Globally and in India schools have never been reported as the focal point of any super-spreader event. Data over the past year from several countries where schools were functional at various levels clearly show that the rate of COVID-19 transmission among students in schools was much lower than in the community.

These include studies from the U.S. of more than 90,000 students and teachers in North Carolina, and over 20,000 students and staff from 17 schools in rural Wisconsin. Researchers in Norway, Salt Lake City and New York City, U.S. found attack rates ranging from 0.5% to 1.7% in schools suggesting that infected students do not tend to spread the virus at school. Very low secondary attack rates – the risk of spread from one infected person to others in a closed setting – have been reported from school-based investigations in Australia, France, Germany, Ireland, Singapore and the U.S. However, attack rates of around 15% were reported from Israel when schools reopened in mid-May 2020 and were attributed to poor implementation of mitigation measures. We also need to watch out for the emergence of variants and the influence on transmission and detection of the virus in children.

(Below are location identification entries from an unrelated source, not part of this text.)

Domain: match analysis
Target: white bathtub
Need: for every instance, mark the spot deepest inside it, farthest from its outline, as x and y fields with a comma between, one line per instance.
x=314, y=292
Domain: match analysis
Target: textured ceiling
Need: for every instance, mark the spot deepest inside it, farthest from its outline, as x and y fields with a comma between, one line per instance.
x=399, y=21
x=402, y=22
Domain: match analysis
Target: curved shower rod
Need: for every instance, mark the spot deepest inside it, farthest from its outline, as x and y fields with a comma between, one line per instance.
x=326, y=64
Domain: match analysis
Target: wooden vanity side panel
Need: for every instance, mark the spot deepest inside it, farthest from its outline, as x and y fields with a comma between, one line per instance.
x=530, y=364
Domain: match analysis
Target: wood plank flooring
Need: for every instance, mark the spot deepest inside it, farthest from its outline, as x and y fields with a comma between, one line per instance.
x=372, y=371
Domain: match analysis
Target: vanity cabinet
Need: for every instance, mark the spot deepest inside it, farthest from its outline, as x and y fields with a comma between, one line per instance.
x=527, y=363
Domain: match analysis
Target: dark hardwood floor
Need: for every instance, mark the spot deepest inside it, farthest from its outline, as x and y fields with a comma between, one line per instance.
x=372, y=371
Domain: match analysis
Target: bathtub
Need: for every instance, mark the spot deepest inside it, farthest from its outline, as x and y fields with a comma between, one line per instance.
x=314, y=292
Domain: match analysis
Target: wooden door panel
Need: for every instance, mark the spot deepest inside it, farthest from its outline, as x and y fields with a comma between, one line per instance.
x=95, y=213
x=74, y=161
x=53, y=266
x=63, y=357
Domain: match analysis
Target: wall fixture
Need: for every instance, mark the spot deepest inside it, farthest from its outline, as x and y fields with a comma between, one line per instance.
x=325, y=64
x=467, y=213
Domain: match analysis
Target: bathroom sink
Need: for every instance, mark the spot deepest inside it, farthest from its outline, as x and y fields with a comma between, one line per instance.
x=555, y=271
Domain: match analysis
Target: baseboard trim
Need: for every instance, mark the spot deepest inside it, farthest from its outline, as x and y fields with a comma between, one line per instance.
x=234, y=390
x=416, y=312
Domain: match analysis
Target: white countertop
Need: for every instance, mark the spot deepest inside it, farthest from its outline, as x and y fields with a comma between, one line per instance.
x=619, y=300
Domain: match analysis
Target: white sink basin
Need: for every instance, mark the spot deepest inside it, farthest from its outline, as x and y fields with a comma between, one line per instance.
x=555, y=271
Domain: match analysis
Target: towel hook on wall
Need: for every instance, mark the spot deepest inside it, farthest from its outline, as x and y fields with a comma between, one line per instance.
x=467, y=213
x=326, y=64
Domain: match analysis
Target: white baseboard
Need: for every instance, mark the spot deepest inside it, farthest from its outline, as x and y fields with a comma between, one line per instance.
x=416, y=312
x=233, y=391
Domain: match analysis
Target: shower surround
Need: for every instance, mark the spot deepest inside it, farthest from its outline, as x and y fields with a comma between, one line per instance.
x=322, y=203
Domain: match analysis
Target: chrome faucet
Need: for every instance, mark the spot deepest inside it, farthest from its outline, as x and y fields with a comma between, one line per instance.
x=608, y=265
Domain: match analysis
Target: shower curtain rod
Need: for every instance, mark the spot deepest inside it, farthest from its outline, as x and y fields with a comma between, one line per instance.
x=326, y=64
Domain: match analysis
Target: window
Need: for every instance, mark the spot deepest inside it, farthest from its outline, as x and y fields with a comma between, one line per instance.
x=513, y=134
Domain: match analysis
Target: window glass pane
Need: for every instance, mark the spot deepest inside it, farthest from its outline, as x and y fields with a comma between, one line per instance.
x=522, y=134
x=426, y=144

The level of community transmission in a district should be the key parameter to guide a graded approach to reopening of schools. For this purpose, a matrix of two indicators – the reported number of cases per 100,000 population and the test positivity rate – could be helpful to categorise districts. Pragmatic thresholds for each will need to be deliberated upon by public health experts. Districts with the lowest case burden as well as positivity rate would be the ideal places for resuming in-person classes.

Safe return plan

We need to have a safe return plan. This would entail stringent adherence to universal masking for staff and students, hand hygiene, physical distancing (more so between students and staff than between the students themselves) and adequate ventilation (keeping doors and windows open, use of fans and no air conditioning). Outdoor areas may be used as classrooms, when possible. Classroom routines will have to be redesigned to limit student interaction inside and outside classrooms, such as staggered timetables for different classes, fewer classes per day, shorter duration of classes etc. High levels of testing and contact tracing within schools would be critical after reopening of schools.

Children are likely to remain asymptomatic even when infected, and hence facility for routine testing of students once or twice every week is a must. Although PCR testing is the current norm, antigen tests with high sensitivity and specificity and authorised for children and asymptomatic individuals are in the pipeline and could greatly increase access to testing in school settings. Protocols for contact tracing of infected students or staff, quarantine, isolation, temperature checks and symptom screening should be in place.

Younger children seem to be less likely to get sick or transmit the virus than teenagers and adults. Modelling studies indicate that reopening secondary schools will impact community transmission more than reopening primary schools. These findings suggest that reopening of primary schools should take precedence over secondary schools until the community prevalence becomes relatively low to allow secondary schools to reopen. Vaccination of teachers and other school staff should be prioritised.

It would not only influence transmission inside school premises but overall high vaccination coverage will reduce the COVID-19 burden paving the way towards safer schools.

As parents, educators, health officials and public administrators now is the time to ask not if our schools should reopen but how and when we can make it happen. The intellectual, social, emotional and mental development of our children is at stake.

(Dr. Tarun Bhatnagar is a senior scientist at Chennai’s National Institute of Epidemiology, an ICMR institution.)